寒夜,四周一片寂静。夜深了,正是凄凉的时候。
月光弥漫,悬挂天际,清辉之下,石椅旁,与空杯对影成三人。
夜深沉,寒峭的风,吹刮着落尚寒的脸,衣裳轻轻舞动。
手中的杯,杯中酒,闪烁着淡淡的亮光,举起,喝下。
落尚寒看着月光,竟然看痴了。
风雁南躲在竹后,静静的看着他。看着他沉默,凝望着面前这个男子,月光下,他竟是这么的迷人。

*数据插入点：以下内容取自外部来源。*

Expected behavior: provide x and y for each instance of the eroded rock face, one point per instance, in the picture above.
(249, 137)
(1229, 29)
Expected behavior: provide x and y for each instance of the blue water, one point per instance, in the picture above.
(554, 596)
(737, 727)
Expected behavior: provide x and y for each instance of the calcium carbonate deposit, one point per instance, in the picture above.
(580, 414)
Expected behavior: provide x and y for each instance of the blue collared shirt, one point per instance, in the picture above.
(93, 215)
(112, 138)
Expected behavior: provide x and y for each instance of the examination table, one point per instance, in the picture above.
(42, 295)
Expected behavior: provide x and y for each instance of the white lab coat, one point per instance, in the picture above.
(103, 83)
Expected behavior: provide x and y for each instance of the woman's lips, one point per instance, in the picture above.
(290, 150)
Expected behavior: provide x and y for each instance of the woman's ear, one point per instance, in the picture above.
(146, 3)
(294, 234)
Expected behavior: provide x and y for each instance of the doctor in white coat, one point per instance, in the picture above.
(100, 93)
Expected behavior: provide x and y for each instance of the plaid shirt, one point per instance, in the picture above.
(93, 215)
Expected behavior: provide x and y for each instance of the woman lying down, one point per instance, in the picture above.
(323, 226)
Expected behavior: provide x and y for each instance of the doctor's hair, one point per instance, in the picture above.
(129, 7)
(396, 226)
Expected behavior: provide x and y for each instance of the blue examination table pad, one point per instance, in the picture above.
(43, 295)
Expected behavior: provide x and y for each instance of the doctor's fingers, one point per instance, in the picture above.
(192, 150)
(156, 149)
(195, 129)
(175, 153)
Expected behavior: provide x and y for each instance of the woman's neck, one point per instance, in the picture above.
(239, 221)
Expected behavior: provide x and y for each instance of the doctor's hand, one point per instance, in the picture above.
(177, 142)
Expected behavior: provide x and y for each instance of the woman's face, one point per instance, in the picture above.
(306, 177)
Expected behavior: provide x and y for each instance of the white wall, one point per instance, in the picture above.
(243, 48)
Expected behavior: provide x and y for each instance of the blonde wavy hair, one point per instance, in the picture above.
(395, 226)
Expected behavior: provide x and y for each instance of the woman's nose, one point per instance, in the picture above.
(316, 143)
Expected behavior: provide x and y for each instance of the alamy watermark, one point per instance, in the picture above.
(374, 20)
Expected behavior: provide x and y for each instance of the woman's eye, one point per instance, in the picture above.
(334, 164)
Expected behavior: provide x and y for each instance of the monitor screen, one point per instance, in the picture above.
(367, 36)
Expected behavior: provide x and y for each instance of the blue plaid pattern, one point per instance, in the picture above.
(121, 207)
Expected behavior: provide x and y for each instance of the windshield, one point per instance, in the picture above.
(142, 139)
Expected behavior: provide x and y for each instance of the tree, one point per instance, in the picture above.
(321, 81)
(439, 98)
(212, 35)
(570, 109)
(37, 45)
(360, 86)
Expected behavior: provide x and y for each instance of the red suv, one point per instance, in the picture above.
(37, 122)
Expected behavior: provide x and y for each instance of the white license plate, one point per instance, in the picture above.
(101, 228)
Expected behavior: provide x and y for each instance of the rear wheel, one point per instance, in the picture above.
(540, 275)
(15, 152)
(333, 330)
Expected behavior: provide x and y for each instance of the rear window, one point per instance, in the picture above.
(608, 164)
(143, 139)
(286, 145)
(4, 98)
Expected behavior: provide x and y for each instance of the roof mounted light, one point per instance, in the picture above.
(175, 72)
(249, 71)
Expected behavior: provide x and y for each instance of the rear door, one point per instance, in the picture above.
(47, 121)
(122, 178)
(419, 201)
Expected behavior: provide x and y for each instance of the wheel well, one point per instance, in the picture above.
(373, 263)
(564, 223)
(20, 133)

没有交流,没有接触,不知为什么,看到他,风雁南总是满心欢喜。
刀削斧砍的俊俏的容颜,啥时候,他的眼里,才会有自己的影子。
风雁南走出:“落哥哥,在想什么呢。”
落尚寒回了头,看着她,抿了一口酒,转过头去,不再看他。
两个人,坐在石座两边,却像隔着一个世界,中间有一条深深的鸿沟,无法逾越。
月关如水,流连在这寂静的庭院,树影婆娑。
冷冷清辉中,落尚寒忽然开口道:“能陪我走走吗?”
风雁南抬头,说道“可以啊。要不我们到后山去看看泪竹吧。”
两个人缓缓的走着,没有人先开口,虽是只隔三尺,并肩走着,他们仍然隔着好远,心好远。
在这样凄凉的夜色下,思绪纷飞,让人牵挂。
泪竹的竹影在地上摇曳,与两人的影子重合在一起,若隐若现。分不清这是谁影子。
“我不知道,以后的路,我要干什么”落尚寒忽然开口,静静地道。
风雁南略感奇怪,心中有些诧异,这些日子的接触,她知道,落尚寒不是个善于言谈的人,他跟殷叔在一起,一个下午话都不多。
风雁南沉默,随后说道:“既然不知,那就在这个家呆着,反正我爹不是说要收你做义子,跟我做兄弟刚好。”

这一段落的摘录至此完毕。